Henry Wilson was dead set against an additional tax on a gallon of gas last year, and he’s not changing his mind now.

However, the Pasco County commissioner could be alone in his convictions this time, as commission chair Jack Mariano hinted he might support raising that tax by 2 cents per gallon.

With county roads needing repair, Pasco County commissioners seem poised to add at least another 2 cents to its county gas tax.  (File Photo)

With county roads needing repair, Pasco County commissioners seem poised to add at least another 2 cents to its county gas tax.
(File Photo)

That would all but ensure the gas tax in Pasco County would go up, as four of the five commissioners are required to support it. Mariano had joined Wilson in opposition of it last year, which many — including their fellow commissioners — have blamed for continued deterioration of county roads this past year.

“When I went through this last year, I was asking how much do we really need, and how much do we really want,” Mariano said at a commission workshop last week. “I didn’t want to put in a tax that was going to keep reoccurring if we didn’t need it.”

A 2-cent gas tax raise would alone generate about $3.2 million. However, the county is looking to increase revenue by at least $5 million to stay at the same level of road work as last year, or even as much as $8 million to fully get the county back on track.

The only other way the commission could raise that kind of money is by levying additional property tax to homeowners in the county. Supporters of the gas tax say it’s more fair because the people using the roads are the ones paying for it, whether they live in the county or not. Opponents fear the additional tax would be passed to consumers, and that drivers will wait to get to a neighboring county with cheaper gas before stopping at the pump.

Mariano, however, isn’t convinced that a property tax increase would be needed to raise an additional $5 million or even $8 million. Instead, he wants to use reserve funds — the county’s financial fallback in case it runs out of money — to wipe out the shortfall instead.

Commissioner Kathryn Starkey didn’t like that idea at all. “I don’t see how you do operation and maintenance out of your piggy bank,” she said.

But Mariano believes the reserve fund is not following its original purpose, which he says is to keep tax rates low during tough economic times by using saved cash sitting in the bank.

Starkey wanted nothing of it, citing her past experience on the Pasco County school board, and how she saw business being done with neighboring districts.

“We did not go into that,” Starkey said of the reserved funds. “I saw other school boards get into that, and they expected the state to bail them out when they got in trouble.

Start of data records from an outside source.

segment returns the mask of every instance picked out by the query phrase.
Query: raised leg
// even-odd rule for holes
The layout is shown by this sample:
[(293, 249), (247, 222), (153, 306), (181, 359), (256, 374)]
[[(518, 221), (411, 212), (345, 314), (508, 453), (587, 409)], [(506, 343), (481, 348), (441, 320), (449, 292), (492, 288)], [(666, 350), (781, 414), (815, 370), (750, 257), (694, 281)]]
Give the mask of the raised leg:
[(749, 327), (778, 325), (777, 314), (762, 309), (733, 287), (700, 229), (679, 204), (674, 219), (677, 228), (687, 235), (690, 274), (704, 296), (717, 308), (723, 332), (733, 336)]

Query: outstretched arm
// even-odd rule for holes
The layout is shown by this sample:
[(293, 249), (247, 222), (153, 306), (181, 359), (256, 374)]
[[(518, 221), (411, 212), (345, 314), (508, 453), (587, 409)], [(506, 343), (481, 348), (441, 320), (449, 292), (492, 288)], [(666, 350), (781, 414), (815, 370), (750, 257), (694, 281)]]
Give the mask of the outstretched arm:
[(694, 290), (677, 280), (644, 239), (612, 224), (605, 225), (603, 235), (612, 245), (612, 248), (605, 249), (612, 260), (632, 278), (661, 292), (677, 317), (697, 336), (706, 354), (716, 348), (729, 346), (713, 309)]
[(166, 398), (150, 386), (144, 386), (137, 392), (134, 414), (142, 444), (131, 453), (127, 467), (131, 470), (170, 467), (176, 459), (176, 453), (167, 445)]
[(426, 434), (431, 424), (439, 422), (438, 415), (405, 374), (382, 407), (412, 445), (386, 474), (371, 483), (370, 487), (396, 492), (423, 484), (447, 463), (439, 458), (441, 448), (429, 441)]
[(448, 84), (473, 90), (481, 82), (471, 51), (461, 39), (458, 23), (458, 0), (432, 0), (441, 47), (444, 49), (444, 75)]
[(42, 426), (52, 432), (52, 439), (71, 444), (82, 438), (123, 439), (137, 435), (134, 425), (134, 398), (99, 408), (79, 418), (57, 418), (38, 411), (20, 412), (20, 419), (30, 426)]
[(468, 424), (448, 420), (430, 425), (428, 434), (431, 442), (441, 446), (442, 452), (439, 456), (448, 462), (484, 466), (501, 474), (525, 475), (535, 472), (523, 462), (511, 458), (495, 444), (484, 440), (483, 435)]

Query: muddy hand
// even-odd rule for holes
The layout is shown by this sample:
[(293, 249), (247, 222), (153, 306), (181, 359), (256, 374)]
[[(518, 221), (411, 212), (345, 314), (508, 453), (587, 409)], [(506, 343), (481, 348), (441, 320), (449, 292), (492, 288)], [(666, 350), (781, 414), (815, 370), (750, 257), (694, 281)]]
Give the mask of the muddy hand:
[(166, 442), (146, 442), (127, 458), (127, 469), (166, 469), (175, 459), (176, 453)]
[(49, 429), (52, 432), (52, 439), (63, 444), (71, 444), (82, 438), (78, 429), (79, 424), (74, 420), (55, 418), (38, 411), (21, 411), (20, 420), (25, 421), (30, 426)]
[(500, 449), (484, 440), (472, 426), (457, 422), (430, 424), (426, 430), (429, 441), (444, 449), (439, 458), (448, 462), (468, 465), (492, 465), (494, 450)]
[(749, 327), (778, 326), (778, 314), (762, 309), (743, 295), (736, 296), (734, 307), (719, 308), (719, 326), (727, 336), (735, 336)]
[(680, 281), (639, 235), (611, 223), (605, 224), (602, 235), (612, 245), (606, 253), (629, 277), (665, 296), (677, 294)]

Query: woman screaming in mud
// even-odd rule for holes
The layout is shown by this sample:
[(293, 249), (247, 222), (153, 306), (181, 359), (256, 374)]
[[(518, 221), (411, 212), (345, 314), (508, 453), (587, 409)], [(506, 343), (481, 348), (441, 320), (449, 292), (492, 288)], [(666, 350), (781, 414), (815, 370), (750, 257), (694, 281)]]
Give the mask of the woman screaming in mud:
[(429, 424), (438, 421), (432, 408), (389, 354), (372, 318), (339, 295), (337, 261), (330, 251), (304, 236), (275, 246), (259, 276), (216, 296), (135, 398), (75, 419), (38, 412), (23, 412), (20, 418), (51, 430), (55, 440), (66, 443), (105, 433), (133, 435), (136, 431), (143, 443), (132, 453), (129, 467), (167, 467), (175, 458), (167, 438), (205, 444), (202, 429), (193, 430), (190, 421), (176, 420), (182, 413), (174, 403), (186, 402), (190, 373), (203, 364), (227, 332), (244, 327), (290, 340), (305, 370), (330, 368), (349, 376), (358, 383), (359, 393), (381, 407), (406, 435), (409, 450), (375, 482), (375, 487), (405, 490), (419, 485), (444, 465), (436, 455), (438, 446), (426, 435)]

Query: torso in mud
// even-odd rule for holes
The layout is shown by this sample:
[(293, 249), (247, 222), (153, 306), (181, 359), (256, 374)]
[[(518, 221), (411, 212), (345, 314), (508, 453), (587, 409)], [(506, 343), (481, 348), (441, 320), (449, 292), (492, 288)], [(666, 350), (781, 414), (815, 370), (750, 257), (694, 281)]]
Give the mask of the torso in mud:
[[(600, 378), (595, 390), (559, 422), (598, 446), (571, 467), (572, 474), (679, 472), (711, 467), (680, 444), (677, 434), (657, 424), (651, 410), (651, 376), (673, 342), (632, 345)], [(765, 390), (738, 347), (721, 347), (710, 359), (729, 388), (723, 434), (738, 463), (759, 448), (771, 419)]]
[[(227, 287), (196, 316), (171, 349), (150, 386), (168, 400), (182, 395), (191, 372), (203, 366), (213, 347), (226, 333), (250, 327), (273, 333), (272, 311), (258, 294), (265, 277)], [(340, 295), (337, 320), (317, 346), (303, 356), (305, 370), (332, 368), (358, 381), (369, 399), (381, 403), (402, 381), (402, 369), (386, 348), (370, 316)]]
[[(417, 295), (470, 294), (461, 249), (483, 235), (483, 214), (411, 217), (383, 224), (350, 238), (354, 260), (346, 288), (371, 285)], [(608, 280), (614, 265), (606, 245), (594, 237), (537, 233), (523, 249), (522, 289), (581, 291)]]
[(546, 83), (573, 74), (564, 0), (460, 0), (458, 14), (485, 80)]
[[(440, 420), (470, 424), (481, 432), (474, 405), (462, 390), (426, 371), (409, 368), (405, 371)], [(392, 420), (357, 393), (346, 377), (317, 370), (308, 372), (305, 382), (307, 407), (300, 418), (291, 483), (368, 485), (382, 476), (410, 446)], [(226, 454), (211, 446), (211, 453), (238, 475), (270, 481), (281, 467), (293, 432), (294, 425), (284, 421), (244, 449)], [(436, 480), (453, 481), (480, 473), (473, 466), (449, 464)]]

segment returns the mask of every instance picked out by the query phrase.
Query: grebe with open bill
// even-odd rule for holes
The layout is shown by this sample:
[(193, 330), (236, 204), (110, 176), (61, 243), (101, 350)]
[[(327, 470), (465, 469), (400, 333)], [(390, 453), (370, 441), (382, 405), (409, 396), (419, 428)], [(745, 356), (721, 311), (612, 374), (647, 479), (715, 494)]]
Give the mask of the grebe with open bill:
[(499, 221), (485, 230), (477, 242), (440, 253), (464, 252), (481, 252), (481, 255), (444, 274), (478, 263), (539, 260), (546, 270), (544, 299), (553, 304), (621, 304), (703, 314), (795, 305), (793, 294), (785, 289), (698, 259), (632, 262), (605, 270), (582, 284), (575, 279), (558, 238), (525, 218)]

Those school board members were not making a hard vote to have a balanced budget by going into their reserves, and they got into trouble. To me, that is very bad fiscal policy.”

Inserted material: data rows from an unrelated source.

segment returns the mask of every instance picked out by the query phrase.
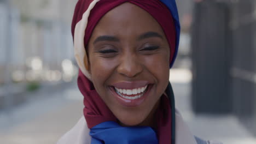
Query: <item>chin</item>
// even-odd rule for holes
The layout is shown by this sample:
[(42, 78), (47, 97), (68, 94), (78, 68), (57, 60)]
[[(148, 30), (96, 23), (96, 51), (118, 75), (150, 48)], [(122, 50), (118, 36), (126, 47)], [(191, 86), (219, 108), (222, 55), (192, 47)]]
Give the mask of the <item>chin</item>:
[(121, 125), (127, 127), (141, 125), (142, 122), (144, 121), (146, 118), (146, 117), (144, 118), (138, 118), (136, 116), (135, 116), (135, 118), (131, 118), (131, 117), (132, 116), (130, 115), (128, 118), (127, 118), (127, 117), (121, 117), (121, 118), (118, 118), (118, 117), (118, 117), (118, 119)]

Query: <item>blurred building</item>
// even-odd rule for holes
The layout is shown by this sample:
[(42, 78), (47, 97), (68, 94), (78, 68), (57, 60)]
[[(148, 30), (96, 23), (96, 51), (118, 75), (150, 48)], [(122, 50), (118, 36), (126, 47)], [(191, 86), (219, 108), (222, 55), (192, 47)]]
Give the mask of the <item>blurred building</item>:
[(21, 93), (31, 87), (77, 74), (71, 30), (76, 2), (0, 0), (0, 109), (25, 99)]
[(256, 135), (256, 1), (194, 1), (194, 110), (234, 113)]
[[(0, 83), (4, 73), (18, 82), (61, 78), (57, 71), (62, 70), (62, 63), (73, 59), (71, 23), (75, 2), (0, 1)], [(55, 74), (45, 71), (50, 70)]]

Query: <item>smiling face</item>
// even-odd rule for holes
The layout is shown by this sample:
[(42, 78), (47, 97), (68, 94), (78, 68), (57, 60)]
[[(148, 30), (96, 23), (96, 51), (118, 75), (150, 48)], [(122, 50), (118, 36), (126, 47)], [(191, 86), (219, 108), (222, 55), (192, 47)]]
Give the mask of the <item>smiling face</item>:
[(123, 4), (100, 20), (88, 50), (92, 82), (120, 123), (153, 126), (169, 77), (169, 45), (157, 21)]

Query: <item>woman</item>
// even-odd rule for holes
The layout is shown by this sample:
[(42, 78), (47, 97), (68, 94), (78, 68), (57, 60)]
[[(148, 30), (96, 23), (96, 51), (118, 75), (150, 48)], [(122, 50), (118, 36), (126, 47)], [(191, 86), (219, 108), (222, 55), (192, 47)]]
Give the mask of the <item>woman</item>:
[(175, 111), (174, 0), (79, 0), (72, 33), (84, 117), (58, 143), (210, 143)]

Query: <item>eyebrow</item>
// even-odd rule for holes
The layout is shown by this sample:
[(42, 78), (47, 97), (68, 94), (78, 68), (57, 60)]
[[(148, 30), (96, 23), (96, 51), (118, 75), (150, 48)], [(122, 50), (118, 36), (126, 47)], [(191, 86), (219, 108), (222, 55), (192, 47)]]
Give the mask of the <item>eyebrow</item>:
[(119, 41), (117, 37), (111, 35), (101, 35), (97, 37), (94, 41), (94, 44), (101, 41)]
[(157, 32), (146, 32), (141, 35), (137, 40), (141, 40), (150, 38), (152, 37), (158, 37), (159, 38), (164, 39), (164, 38), (162, 37), (162, 36), (161, 34), (158, 33)]

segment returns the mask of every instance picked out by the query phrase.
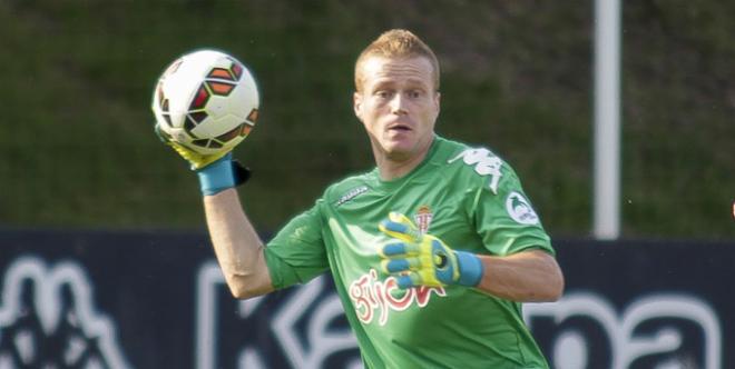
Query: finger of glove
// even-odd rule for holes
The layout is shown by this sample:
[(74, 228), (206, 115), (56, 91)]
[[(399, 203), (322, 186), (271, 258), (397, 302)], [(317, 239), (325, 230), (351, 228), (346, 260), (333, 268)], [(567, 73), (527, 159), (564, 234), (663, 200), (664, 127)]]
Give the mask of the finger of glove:
[(421, 252), (421, 248), (416, 243), (393, 242), (388, 243), (378, 250), (381, 258), (398, 259), (409, 256), (416, 256)]
[(228, 153), (228, 151), (218, 152), (215, 154), (200, 154), (194, 150), (186, 148), (185, 146), (168, 141), (166, 144), (170, 146), (182, 158), (186, 159), (190, 164), (193, 170), (199, 170), (219, 159)]
[(416, 258), (392, 259), (383, 260), (381, 266), (384, 272), (400, 273), (410, 270), (418, 270), (420, 268), (420, 262)]
[(459, 265), (454, 251), (439, 239), (431, 240), (431, 258), (439, 281), (451, 283), (459, 279)]
[(395, 281), (399, 285), (399, 288), (406, 289), (406, 288), (420, 286), (414, 281), (414, 279), (418, 277), (419, 276), (414, 273), (401, 275), (401, 276), (395, 276)]

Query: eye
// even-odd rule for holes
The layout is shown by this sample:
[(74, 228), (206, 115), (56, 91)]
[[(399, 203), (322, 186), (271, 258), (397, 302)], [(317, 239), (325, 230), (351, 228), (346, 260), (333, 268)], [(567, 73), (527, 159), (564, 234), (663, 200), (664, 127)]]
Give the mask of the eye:
[(379, 99), (386, 100), (386, 99), (390, 99), (393, 96), (393, 92), (391, 92), (389, 90), (379, 90), (379, 91), (375, 92), (375, 96)]
[(409, 98), (411, 99), (418, 99), (423, 96), (423, 91), (421, 90), (411, 90), (409, 91)]

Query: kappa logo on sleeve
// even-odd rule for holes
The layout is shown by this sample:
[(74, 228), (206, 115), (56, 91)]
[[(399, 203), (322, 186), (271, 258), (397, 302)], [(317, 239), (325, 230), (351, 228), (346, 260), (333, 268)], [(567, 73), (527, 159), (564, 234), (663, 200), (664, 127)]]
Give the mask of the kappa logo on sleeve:
[(539, 217), (531, 205), (522, 195), (516, 191), (510, 192), (508, 199), (506, 199), (506, 210), (508, 210), (510, 218), (521, 225), (532, 226), (539, 223)]
[(360, 195), (363, 195), (365, 192), (367, 192), (367, 186), (355, 187), (355, 188), (351, 189), (350, 191), (347, 191), (345, 195), (343, 195), (336, 202), (334, 202), (334, 206), (340, 207), (343, 203), (345, 203), (345, 202), (347, 202), (347, 201), (350, 201), (350, 200), (352, 200), (352, 199), (354, 199), (354, 198), (356, 198)]
[(502, 177), (502, 172), (500, 171), (502, 160), (500, 158), (496, 157), (488, 149), (468, 149), (447, 162), (451, 164), (459, 158), (462, 158), (465, 164), (474, 166), (474, 171), (478, 174), (490, 176), (490, 189), (492, 193), (498, 195), (498, 183), (500, 182), (500, 177)]
[(78, 265), (13, 261), (0, 303), (0, 368), (129, 368)]

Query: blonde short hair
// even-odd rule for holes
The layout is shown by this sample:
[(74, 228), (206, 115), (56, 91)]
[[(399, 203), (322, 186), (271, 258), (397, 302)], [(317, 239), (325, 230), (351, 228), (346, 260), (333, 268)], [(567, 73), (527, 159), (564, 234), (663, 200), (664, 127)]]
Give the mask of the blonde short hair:
[(433, 69), (434, 90), (439, 91), (439, 60), (437, 60), (437, 56), (431, 48), (411, 31), (393, 29), (383, 32), (360, 53), (355, 62), (355, 89), (357, 91), (362, 91), (364, 82), (362, 64), (372, 57), (389, 59), (427, 58)]

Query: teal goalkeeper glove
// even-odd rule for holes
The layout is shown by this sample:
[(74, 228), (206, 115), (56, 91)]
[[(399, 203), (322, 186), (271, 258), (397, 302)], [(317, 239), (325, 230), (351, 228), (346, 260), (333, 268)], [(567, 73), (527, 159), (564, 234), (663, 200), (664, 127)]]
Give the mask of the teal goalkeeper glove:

Commissioner Ted Schrader was ready to do more than that, willing to commit to a 3-cent gas tax, and to limit raising property taxes to as small a number as possible.

“You raise the millage rate, you may not hear it, but I hear it,” Schrader told Mariano. “It’s even higher for non-homestead property, and higher for business and retailers.”

The commission would raise more than enough money to meet its needs by increasing the gas tax to as much as 5 cents. However, that move would not have the support of either Mariano, who says he’s limited to 2 cents, and Wilson, who is against a gas tax increase at all.

A 2-cent increase would cost motorists an additional $15 annually, or 29 cents a week assuming they filled the tank weekly and gas stations pass those increases to motorists. To hit the $8 million mark, commissioners would have to raise property taxes at least 0.25 mills, which would have an additional financial impact of $12.66 on a home valued at $100,000 that also carries $50,000 in exemptions.

Commissioners will have to come to some kind of a consensus before the end of the month. County Administrator Michele Baker said she starts putting together next year’s budget just after the July 4 holiday.

Commissioner Pat Mulieri, who supports raising the gas tax, said it’s important to get this issue decided before work begins on the budget.

“You’re never going to make everyone happy in this world,” she said. “You just have to do what you believe is the right thing to do.”